The story needs a small detour here. JB lives in extreme Western Maryland and can’t drive to Dulles Airport 150 miles away. This means Mark and Susan fly to DC, rent a car, drive about 150 miles to Cumberland, pick up JB after spending a few days there, and then we all fly to Vancouver to start the Princess Cruise. At the end of the cruise in Fairbanks we undo this process to take JB home.
Well, we discovered that there’s no direct flight from Dulles to Vancouver on Star Alliance meaning the routing took us from Washington Dulles to Denver (Just like being home) to Vancouver. Either that routing or fly through Chicago (never our favorite) or have very short connections in Toronto or Newark. OK … tickets are purchased and we’re ready to go.
Not quite … JB contracts an ailment that made her decide not to go on the cruise and changing our tickets was too expensive. Plus, JB paid for the trip! Off we went to DC and spent a few days in Cumberland for a visit and managed to do a few errands for Mom before we started on our little journey to get to Vancouver. Here’s the summary of that excursion!
• Boarded the plane in DC on time, left the gate on time.

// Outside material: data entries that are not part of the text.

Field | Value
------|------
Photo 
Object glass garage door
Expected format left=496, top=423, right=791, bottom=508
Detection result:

• Sent to the “holding area” when the airport had a ground stop for all west bound planes. Did I mention it’s been raining on the east coast for a month?? We hung out there for an hour waiting for the weather to clear and to get new routing to Denver, taking us way south and adding a bit of time to the flight.
• Arrived in Denver one hour late and deplaned.

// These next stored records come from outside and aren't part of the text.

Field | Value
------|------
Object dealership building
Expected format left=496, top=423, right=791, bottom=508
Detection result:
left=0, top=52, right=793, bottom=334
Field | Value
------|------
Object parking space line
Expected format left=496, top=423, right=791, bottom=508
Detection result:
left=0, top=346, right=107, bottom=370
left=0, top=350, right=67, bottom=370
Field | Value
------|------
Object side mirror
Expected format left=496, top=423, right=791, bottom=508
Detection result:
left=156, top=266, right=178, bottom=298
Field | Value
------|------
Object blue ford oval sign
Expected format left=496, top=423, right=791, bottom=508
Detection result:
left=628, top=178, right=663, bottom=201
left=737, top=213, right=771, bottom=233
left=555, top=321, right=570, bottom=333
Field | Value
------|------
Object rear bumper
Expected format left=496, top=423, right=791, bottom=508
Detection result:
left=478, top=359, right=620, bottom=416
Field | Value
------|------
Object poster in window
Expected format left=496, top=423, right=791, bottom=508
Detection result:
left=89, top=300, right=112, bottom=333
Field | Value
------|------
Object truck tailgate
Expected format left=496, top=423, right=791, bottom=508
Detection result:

• Determined our flight to Vancouver was 20 minutes late, 30 minutes late, 45 minutes late, 80 minutes late while we waited for the arrival of the plane coming from Philadelphia – east coast – not a good place to come from! Scheduled departure 8:43 PM and no change for at least 2 hours.
• We hung out in the United Club and had a grand view of the hail storm hitting the airport. The hail storm was short at the terminal and just small hail – pea size – no worries! After all the hail storms this summer, this was nothing.

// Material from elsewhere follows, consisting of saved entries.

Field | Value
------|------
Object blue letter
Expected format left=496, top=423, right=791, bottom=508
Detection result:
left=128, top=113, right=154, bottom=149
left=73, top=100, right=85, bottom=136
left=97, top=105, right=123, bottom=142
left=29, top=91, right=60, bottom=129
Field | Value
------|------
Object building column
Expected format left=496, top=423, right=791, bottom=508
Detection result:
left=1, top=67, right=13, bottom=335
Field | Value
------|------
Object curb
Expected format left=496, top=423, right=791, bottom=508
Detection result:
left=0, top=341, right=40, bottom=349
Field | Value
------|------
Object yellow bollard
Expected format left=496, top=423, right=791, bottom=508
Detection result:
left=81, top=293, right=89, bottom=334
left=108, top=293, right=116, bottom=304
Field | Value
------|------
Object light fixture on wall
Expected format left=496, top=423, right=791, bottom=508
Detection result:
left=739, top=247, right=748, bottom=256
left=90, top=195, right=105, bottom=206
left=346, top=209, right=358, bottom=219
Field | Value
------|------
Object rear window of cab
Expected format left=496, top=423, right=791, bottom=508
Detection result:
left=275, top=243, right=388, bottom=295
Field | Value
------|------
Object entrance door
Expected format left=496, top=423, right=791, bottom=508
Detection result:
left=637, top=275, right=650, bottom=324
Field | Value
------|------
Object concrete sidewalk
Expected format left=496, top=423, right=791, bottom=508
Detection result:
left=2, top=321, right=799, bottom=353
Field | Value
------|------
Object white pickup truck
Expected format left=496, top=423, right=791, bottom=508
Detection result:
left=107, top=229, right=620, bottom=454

• Go to the gate at 8:15 (We saw the flight from Philadelphia had arrived and we could see the plane from the United Club windows.) thinking we’d board. No gate agent in site.
• Gate agent arrives at 8:45, gets on the plane, comes back and says, “I have no idea what’s going on here.” In the meantime, the gate info shows the next flight leaving from our gate was the one to Phoenix.
• Flight crew is missing one flight attendant. Finally found one and she gets applause when she shows up. The gate agent was good at keeping us updated on her search for a flight attendant.
• Boarding begins at 9:00 and we actually manage to depart about 9:30.
• Arrive in Vancouver at 11:30, clear immigration quickly and wait for our luggage for 20 minutes. They took lessons from Denver.
• Get a taxi to the hotel, arriving about midnight and were in bed by 12:20 AM. (This is 3:20 AM DC time.)
Summary – we could have flown to Europe faster from Denver than it took to get from DC to Vancouver. Oh well … we managed to get there!